A key difference between the lyrical camera of Phil Ochs and the real cameras of Hollywood is a distinct lack of sentiment. There is no backstory, no seeking of understanding, certainly no empathy. More to the point, this is a film that would never be made. The villagers with the pitchfork are Hollywood enough, but the Frankenstein’s monster they are hell bent on destroying most certainly isn’t, for this monster is Capitalism. Phil casts these monstrous Capitalists with the spirit of Charles Laughton (he of Hunchback of Notre Dame fame), a less attractive film star you’d be hard pressed to find. They are undoubtedly the villain of the piece. They don’t even begin to question their own innocence, all they do is plead for mercy. At their last they try to cling on to their final vestiges of wealth (“with pillows of silk they’re embracing”) and end up being mocked for the very thing that has created this desperate situation. Their desperation being met not with violence (not straight away anyway) but with the laughter of the crowd. It’s a mean scene for sure.

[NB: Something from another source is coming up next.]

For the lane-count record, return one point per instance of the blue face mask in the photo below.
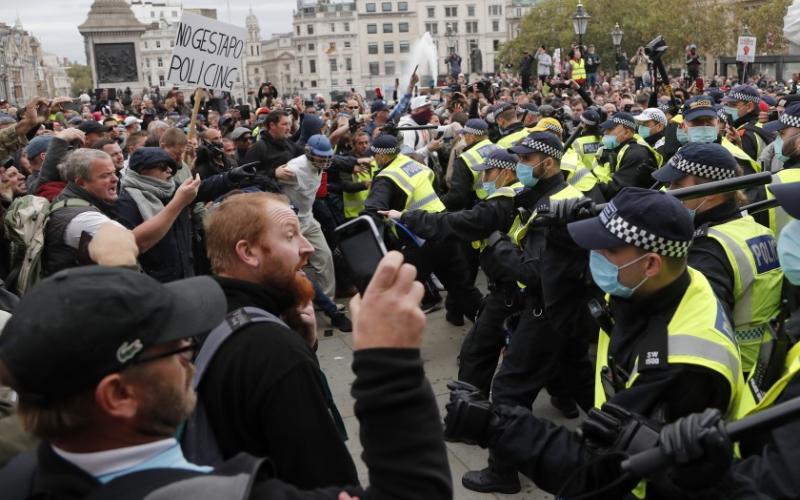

This is the end scene of a movie already played out. As such it is total fantasy. It is Phil’s gift to us that he allows to share in it, if only for a few moments. Then again…
There is a key moment in Phil’s introduction where he describes those being attacked as being the “last of the idle rich…the last of the folk singers”. It’s a throwaway, daft remark. Or least it is delivered as such. Yet there is something else there. Phil isn’t willing to create a simple us and them scenario, where the audience is on his side and they, together, attack this other. Ringing of Revolution is followed by Is There Anybody Here? and Love Me I’m A Liberal, two songs that are hell bent on confrontation. I didn’t use the Frankenstein reference glibly (well, I did at first, but thinking about it is rather apt). The point being that if this is a song attacking Capitalism (which it is) then this “last of the folk singers” line is a little reminder of the culpability of all those present, Phil included. Far from being the antidote to pop music’s excesses, folk music by 1966 had become almost totally inseparable from it. In striving for popularity folk singers had become part of the very thing that so many of them had proclaimed to be opposed. The nadir was perhaps reached in 1965 with the release of Barry McGuire’s Eve of Destruction, a pop song masquerading as a folk song*. Phil may have attacked the song due it a lack of quality rather than anything to do with its authenticity, but one could argue that the two things are inexorably linked.
So drink it in. For all Phil’s complaints about Barry McGuire his best response was a song such as this this – fun, sincere and deadly serious. Only Phil Ochs could pull off a song like this. And here it is in all its unapologetic glory.
*I feel the need to add that I really like Eve of Destruction. It’s a bit silly as well as being terribly insincere, but I can’t help but enjoy it all the same.